Out of Africa, quite literally

When I was 19 and fresh back from East Africa, I embarked upon what would most assuredly become my most anti-social year of college, my junior year.  For some indeterminable reason, my time in East Africa left me unable to communicate with other human beings present in Provo, UT.  I spent hours at the library writing essays about Idi Amin’s invasion of Tanzania and blood diamonds, rendered completely incapable of frivolity and fun.  All of this seriousness came crashing down a year later for completely unrelated reasons, when I found myself once again able to enjoy a weekend in Vegas or a rap concert in Orem, Utah.

I write this because once again, I am undergoing another post-Africa funk.  This trip to Africa was entirely different from my time there as a student.  This time I was there on vacation, and I spent more money in two weeks than I did in several months last time.  Last time, I was a student who was overly cautious initially, only realizing how much I loved everything and everyone too late. This time, I felt like I maximized the short time that I had there to the fullest.  The trips were to completely different parts of Africa.  When I was there before, I dreamed about luxurious tented camps, and this time, I experienced them.  But all of that aside, I came away both times pretty depressed about life in the United States and feeling like I am unable to relate to people as naturally as I can when I am south of the equator.

I realize that most of this is probably in my head.  However, may I submit that there are aspects of living in the United States that immediately make it more difficult to really relate to people and live in the moment with the people who are around you.  So much of what we do in the US is mediated by technology.  So many of our relationships are mediated with technology.  So there’s that. However, that isn’t all of it.  I truly believe that we are unhealthily competitive in the U.S. So many people are trying to prove that their lives are more meaningful than other people’s lives, however “meaning” is defined (wealthier, prettier, skinnier, cuter, cleverer), etc.  It truthfully is one of the reasons I have stopped blogging so much, because I really feel strongly that so much about blogging is about conspicuous consumption and I am afraid that I am guilty of that, no matter how much I try not to be. I hate all of the photo-shopped photos and cute posing, and I hate all of the clever-offs.  It is so fake and insincere, completely rooted in our capitalistic lifestyle.  Buy this and then you will be as cute as me!

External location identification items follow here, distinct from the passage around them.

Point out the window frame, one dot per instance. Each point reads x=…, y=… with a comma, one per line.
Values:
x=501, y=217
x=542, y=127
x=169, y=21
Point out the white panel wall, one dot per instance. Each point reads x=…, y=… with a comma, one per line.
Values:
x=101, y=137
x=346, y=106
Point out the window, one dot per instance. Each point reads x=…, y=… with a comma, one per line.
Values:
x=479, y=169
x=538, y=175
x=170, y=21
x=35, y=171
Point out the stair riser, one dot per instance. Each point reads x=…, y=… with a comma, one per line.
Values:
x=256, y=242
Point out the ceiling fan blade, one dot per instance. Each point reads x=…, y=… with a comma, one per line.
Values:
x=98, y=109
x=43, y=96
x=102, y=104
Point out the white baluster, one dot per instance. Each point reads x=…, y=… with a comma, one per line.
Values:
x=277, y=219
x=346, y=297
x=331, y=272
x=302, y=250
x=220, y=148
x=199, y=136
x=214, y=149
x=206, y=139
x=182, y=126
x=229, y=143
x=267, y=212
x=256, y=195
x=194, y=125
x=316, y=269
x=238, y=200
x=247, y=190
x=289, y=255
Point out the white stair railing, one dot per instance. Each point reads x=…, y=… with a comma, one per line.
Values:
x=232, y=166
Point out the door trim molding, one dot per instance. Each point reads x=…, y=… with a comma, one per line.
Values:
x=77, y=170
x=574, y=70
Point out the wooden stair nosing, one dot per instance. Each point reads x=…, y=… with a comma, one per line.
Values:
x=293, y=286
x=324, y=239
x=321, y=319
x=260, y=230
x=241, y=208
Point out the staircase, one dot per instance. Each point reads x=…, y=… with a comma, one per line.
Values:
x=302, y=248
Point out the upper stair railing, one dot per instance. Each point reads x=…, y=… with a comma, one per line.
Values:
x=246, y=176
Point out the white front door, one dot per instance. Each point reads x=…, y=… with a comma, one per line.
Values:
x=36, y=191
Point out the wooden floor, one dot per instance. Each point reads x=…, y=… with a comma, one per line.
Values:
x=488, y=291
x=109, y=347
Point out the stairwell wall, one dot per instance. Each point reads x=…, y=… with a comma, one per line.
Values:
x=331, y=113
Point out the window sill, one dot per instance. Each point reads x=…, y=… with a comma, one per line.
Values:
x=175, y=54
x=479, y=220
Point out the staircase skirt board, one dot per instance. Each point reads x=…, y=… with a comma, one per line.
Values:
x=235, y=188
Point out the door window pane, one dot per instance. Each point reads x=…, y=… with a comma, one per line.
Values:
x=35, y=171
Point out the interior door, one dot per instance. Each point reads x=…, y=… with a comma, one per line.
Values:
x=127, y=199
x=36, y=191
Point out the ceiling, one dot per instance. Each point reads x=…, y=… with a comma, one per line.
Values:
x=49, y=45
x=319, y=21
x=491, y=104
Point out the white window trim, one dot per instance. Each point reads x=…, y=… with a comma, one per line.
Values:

So above all, I like myself when I am in Africa, because I can just be in a moment. I can just love all that is around me without having some technological distraction or some competitive nagging that brings out the worst in me.  That has everything to do with it.  I can be myself more easily, and because I can be myself more easily, I can relate to other people more easily.  I can be with people who don’t have anything to try to prove to each other, but can just enjoy learning from each other.  I can look around and see beauty that isn’t photoshopped or a pretend exercise in how we want something to appear to be, but just appreciate beauty that actually is.  I mean, you go to Shamwari and sit in the brisk cold of a 6:30 AM Game Drive and see a herd of elephants tending their young and tell me that it doesn’t beat anything that you can buy on the website Etsy. I am telling you, right now, it does. You watch kids dance in a township and tell me that there is equal beauty in a Kate Spade dress, and I will call you a phony and a liar.  The two aren’t the same.

For whatever reason, the contrast becomes real to me there, in a way that I wish it could be real every day for me here. I am weak and I let the other stuff get muddled and in the way, Stateside.

And can I help it that there is so much more to find that can be inspiring in Africa.  I mean, I came of age during the years when apartheid was ending and Nelson Mandela and his compatriots were changing the world.  The Truth and Reconciliation Commission in South Africa completely changed the way that I thought about justice.  I read Wangari Maathai in college. And now, we have the newest Nobel Peace Prize winners also representing African women of our generation.  These people inspire me, and so when I am in the continent where they reside, I feel inspired.  Is there an American political leader that is even capable of inspiration, anymore?  I highly doubt it.

This isn’t to say that everything in Africa is perfect. Obviously, many things are far from perfect; too many to list here. Even inspiring South Africa has many clouds hovering on the horizon of their still young democracy, as Desmond Tutu so perfectly pointed out earlier this week.  For many heads of state in Africa, the temptation to choose China as a development partner and model means sacrificing human rights for the economic gain of a few.  But hopefully, something good will come out of this, as having a powerful voice like Tutu’s come out and condemn a government that puts economic interests over human rights can be a powerful message. Today is Desmond Tutu’s 80th birthday, and it just makes me sad to think that so many of his generation in South Africa are aging and passing away, while the new generation that takes power lack the committment to building a better South Africa for all of its citizens instead of just building a better bank account for those in power.

Because I can’t get my mind Out of Africa, a few weeks ago David and I hosted an African dinner party at our house, so at least I could attempt to be social and not completely re-enact my 1998-1999 behavior.  It was a moderate success, but still hasn’t gotten me out of this funk.  Because, what am I doing with my life?  Absolutely nothing, I feel like.

But at least we can eat some good food.

I love this picture, because everyone looks like they are having a good time, and my sister Sarah has the best smile on the planet.